Desde su hamaca se sonrió Argimiro pensando en el único secreto que no había compartido con nadie, y es que él también leyó varios versos de amor a su amigo Federico. Los había escrito en una tarde calurosa a su amada piedra del Serratejo. Un amor eterno, pues la piedra le permitió afablemente descansar y almorzar anchoas secas con quesico fresco sobre su lomo. Volvió al día siguiente y se enamoró de la piedra, turgente y hermosa, blanquecina y con la caliza suficiente como para que cualquier hombre sensible se rindiera a sus encantos.
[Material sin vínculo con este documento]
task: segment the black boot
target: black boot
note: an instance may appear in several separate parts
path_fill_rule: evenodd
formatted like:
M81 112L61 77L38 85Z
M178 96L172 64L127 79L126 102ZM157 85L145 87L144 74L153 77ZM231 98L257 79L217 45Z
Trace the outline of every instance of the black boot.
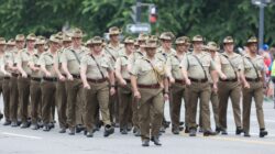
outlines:
M105 136L109 136L110 134L112 134L114 132L114 129L113 129L113 127L111 127L110 124L107 124L106 127L105 127Z
M161 146L162 143L160 142L158 135L152 136L151 141L154 142L155 145Z
M260 138L264 138L267 134L268 134L268 132L265 131L265 129L260 129Z
M241 134L241 133L243 133L243 129L242 129L241 127L238 127L238 128L235 129L235 134L239 135L239 134Z
M147 139L142 140L142 146L148 146L148 140Z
Rugosa y única en sus formas, como ninguna otra.

Visitó en varias excursiones el paraje, incluso permitió que su esposa se sentara sobre ella, pues le agradaba la idea de tener a sus dos amores juntos. Hasta que la desgracia apareció en forma de escolopendra y alacrán, que debajo del peñasco se hicieron fuertes, y espantaron a la atemorizada esposa, dura con el piano y la música, pero débil bajo el pino de la tía Juana. Así era el Serratejo ingrato, un día te enamoraban sus piedras, y al siguiente te laceraban con su imperfección metafísica. Cuando regresó compuso una oda a la piedra, y lo hizo con tal convicción y esfuerzo que cuando leyó la coplilla a su amigo Federico —en aquella noche inolvidable de Darro y Sacromonte, de vinos y fino de Jerez— el poeta no puedo menos que enamorarse de Argimiro Montañés Onarres.
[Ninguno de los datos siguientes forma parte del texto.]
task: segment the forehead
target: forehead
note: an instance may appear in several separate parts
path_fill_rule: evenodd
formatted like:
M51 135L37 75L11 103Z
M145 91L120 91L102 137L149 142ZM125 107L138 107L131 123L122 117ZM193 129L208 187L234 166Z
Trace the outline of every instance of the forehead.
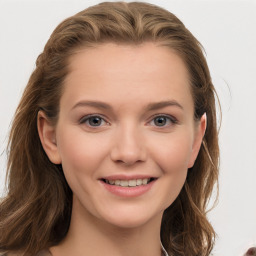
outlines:
M81 48L69 59L63 95L66 100L86 97L122 105L169 100L168 96L193 104L186 66L165 46L105 43Z

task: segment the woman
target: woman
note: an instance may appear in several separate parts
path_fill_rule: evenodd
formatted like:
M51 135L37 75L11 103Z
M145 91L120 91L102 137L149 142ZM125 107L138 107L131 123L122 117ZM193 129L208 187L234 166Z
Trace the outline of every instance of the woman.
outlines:
M12 125L1 252L210 255L214 94L199 42L160 7L102 3L63 21Z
Durante varios días pasearon por el albaicín desnudos, y cuando se le declaró en un amor eterno, Argimiro pensó que aquel hombre no estaba en sus cabales y le confesó que estaba casado con su esposa, con un alacrán, con una tarántula y enamorado de una piedra caliza.

Debió reír Federico la ocurrencia, tanto como lloraría lo que nadie sabe y ocultaba en su alma, pero a Argimiro aquello no le importó. Sabía que despertaba la pasión en los que lo conocían, fueran hombres, animales, plantas o piedras. Aquella misma madrugada, cuando regresaba en tren por las extrañas tierras de Jaén y Albacete ejecutó una pantomima impasible y rompió el pedazo de papel donde guardaba la letra del poema que había escrito a la piedra y que tantos arrobos le había causado en aquel poeta de ojos de fuego.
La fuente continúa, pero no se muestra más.